Mohn Cancer Research Laboratory is located on floor 1M in the Laboratory building at Haukeland University Hospital. We also dispose a lab on the 6th floor in the same building, located at the Department of Oncology at the University of Bergen. In total, our researchers have 500 square meters dedicated to translational cancer research at their disposition.
Since the opening of the laboratory in 2009, the activity has gradually increased, and we have acquired new instruments and built new infrastructures.
Genetic and epigenetic analyses of patient materials are mainly performed by so-called «next-generation-sequencing», or massive parallel sequencing. For these analyses we have one instrument for large-scale analyses (Illumina NovaSeq) and two smaller, efficient instruments for analyses of patient materials before, during and after treatment, for patients enrolled in clinical studies (Illumina MiSeq).

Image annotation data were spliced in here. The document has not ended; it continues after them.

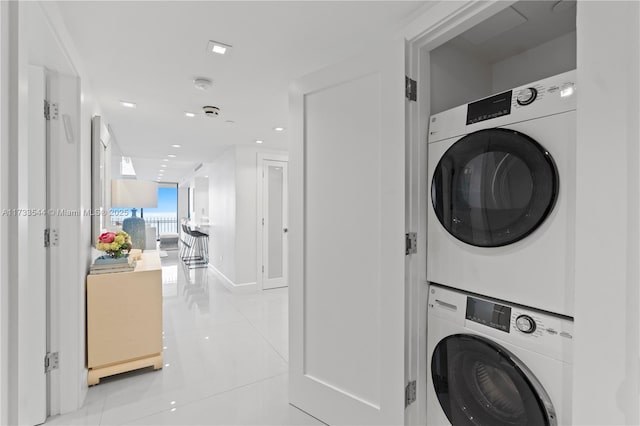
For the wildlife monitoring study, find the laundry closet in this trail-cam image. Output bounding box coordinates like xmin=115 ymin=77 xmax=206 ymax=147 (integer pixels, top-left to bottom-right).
xmin=419 ymin=1 xmax=579 ymax=425
xmin=289 ymin=0 xmax=640 ymax=425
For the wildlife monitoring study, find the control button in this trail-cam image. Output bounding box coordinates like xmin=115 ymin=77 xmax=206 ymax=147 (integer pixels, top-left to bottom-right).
xmin=516 ymin=315 xmax=536 ymax=334
xmin=516 ymin=87 xmax=538 ymax=106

In addition, we perform a wide range of more conventional methods for molecular analyses; e.g. PCR with subsequent Sanger sequencing, quantitative PCR (real-time PCR), bisulphite-modification of DNA with subsequent methylation-specific analyses, MLPA, Fluorescence in situ hybridization (FISH) and immunohistochemistry on tissue microarray (TMA). All findings are linked to updated databases with clinical information.
In addition to the analyses performed directly on material from patients, cell cultures are widely used as model systems. Cell cultures are mainly used for functional studies (studies of which effect different gene variants, found in patients, have on a cell).

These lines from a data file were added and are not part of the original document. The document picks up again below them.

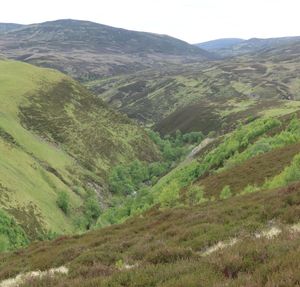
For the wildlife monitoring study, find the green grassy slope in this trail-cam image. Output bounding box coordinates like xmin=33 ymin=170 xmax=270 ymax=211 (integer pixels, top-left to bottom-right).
xmin=0 ymin=60 xmax=159 ymax=243
xmin=0 ymin=102 xmax=300 ymax=287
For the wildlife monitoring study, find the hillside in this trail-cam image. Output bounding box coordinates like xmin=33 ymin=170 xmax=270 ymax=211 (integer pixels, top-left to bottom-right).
xmin=195 ymin=38 xmax=245 ymax=51
xmin=0 ymin=20 xmax=214 ymax=80
xmin=202 ymin=36 xmax=300 ymax=57
xmin=86 ymin=40 xmax=300 ymax=134
xmin=0 ymin=114 xmax=300 ymax=287
xmin=0 ymin=23 xmax=23 ymax=33
xmin=0 ymin=60 xmax=160 ymax=246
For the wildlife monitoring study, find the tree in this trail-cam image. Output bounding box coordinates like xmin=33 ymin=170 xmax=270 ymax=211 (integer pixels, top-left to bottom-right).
xmin=220 ymin=185 xmax=232 ymax=199
xmin=84 ymin=196 xmax=101 ymax=229
xmin=56 ymin=191 xmax=69 ymax=214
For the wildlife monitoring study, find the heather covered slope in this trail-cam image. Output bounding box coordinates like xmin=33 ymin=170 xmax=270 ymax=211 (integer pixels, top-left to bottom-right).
xmin=0 ymin=20 xmax=214 ymax=80
xmin=0 ymin=181 xmax=300 ymax=287
xmin=196 ymin=36 xmax=300 ymax=58
xmin=0 ymin=103 xmax=300 ymax=287
xmin=86 ymin=45 xmax=300 ymax=134
xmin=0 ymin=60 xmax=159 ymax=245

Among the technologies used in cell culture assays is CRISPR/Cas9 modification, over-expression of gene variants through transfection of expression plasmids, «knock-down» of gene expression using siRNA and treatment with different types of cytostatic drugs, etc.
For monitoring/measuring the effect of different gene variants/treatments in cell cultures we use «real-time» cell surveillance (ECIS) and/or live-imaging microscopy, apoptosis-, senescence- and cell cycle analyses, protein-interactions studies (co-immunoprecipitation, etc.) and enzyme activity assays, as well as reporter-gene assays.